An informal analysis of my main email account: For July 22nd, 2002, out of 74 emails total, 37 emails were spam, 37 emails were not. *50%* spam. But it's okay. Thank you, SpamAssassin.

Ah, Collapse, my heart goes out to thee, and my score of 736,778.

Monday, July 22, 2002

<helminthes> and the little basket at the counter says tips, so you hock a big loogie in it and then you realize what you did and say, "oh shit i'm dyslexic"

<adam1> my gf supposedly has "issues" with me
<Hiroe> Heh, my ex didn't have just a few issues, she had a fuckin *Subscription*

So, I get home from work a bit late today, 5 PM to be more exact. As I pull into my parking lot, I hear a cacophony of high pitched squeals and beeps. Annoyed though intrigued, the sounds seemed familiar. As I get closer to my apartment door, I realize almost simultaneously that the sound is coming from my apartment and is the sound of six smoke detectors going off at once. Can someone cautiously bust into an apartment? I did just that. No smoke. IRON ON AN IRONING BOARD! But it was cool and non-burning. RUN UPSTAIRS. Nothing. W h a t t h e h e l l . . .

The usual way to get the damned smoke detectors is to find the one that is being set off and then flagellate a large cloth object (usually a bath towel) in its general direction. No smoke means no amount of flagellating will help. By this point, I am almost completely deaf. The sound is so much, I cannot even tell where it is coming from any more. All of the detectors are on the same circuit, so I started disconnecting them one by one. Being just under 6 foot tall, the detectors were *just* out of my reach to be grabbed down and disconnected. Damn it all, I just started ripping them down cautiously (again, if possible). I got 5 of them (the sixth was already disconnected) but the sound continued! I was so deaf that I couldn't tell if the ones I had just removed and tossed to the floor were still sounding or if there was a hidden detector, or if the sound was all in my head. After an eternity of going nuts, the detectors timed out and the silence was deafening.

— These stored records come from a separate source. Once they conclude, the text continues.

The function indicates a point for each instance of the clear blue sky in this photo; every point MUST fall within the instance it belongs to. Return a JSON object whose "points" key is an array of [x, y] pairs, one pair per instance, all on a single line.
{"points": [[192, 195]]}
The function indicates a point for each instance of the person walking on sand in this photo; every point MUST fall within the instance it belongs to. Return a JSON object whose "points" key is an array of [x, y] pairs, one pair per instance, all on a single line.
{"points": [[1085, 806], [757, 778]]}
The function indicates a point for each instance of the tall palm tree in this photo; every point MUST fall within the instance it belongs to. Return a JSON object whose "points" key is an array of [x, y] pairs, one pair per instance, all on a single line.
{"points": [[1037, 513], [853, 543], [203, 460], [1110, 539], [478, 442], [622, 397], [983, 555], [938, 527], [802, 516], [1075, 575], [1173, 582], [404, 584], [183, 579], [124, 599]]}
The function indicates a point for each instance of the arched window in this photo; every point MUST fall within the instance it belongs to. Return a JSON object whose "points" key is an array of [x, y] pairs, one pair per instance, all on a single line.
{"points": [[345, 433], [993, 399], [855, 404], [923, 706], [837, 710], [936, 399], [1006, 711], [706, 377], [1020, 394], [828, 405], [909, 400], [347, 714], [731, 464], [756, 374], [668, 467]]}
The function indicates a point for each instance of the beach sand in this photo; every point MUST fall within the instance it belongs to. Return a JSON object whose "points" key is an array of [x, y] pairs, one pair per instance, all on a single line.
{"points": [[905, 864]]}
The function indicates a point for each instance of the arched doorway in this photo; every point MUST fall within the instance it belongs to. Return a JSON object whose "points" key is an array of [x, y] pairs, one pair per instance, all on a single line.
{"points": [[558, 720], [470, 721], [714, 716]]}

None of my roommates were home, there was no smoke, it made no sense. Thinking of how great my luck is, I knew that if I left all of the detectors disconnected there *would* be a fire. Replaced the two downstairs: no problem. Replaced the one in the upstairs hall: no problem. Replaced the ones in the other bedrooms: no problem. Replace the one in my bedroom: FUCKING DEAFENING CACOPHONY GETS REVENGE. You know that little confused path that people comicly take when they don't know where to go or what to do? You know, rush off in one direction, quickly reverse, spin around in a circle then just charge forward? I did just that, in my own room, in my own apartment. Ripped down the detector in my room and the sound stopped.

All of this chaos because a single smoke detector isn't working properly. I still can't hear right.

Collapse, I loth and abhor thee! Why must Roger torment me with his high score of 236,110? My 233,077 seems so pathetic in comparison.

<Crazy Waiter Story>
So, after Chris' amateur martial arts fight in Rochester Hills on Saturday, we all went to Red Robin in Novi. We knew our waiter had lost it when our first impression of him was seeing him dance to YMCA with extreme fervor. Over the course of the night, he asked us if we had ever been to Philadelpia (all because the Rocky theme song was being played), asked us if we liked the Shining (all because of a picture of Jack Nicholson with glowing eyes), explained the entire story of the Shining (even though we all knew it), forgot Lauras drink, forgot Lauras food, then gave us an extra pitcher of beer to make up for his insanity. His excuse was that he had been working since 10 AM (and it was already midnight). My reasoning states that he is always like that in a ploy to get better tips.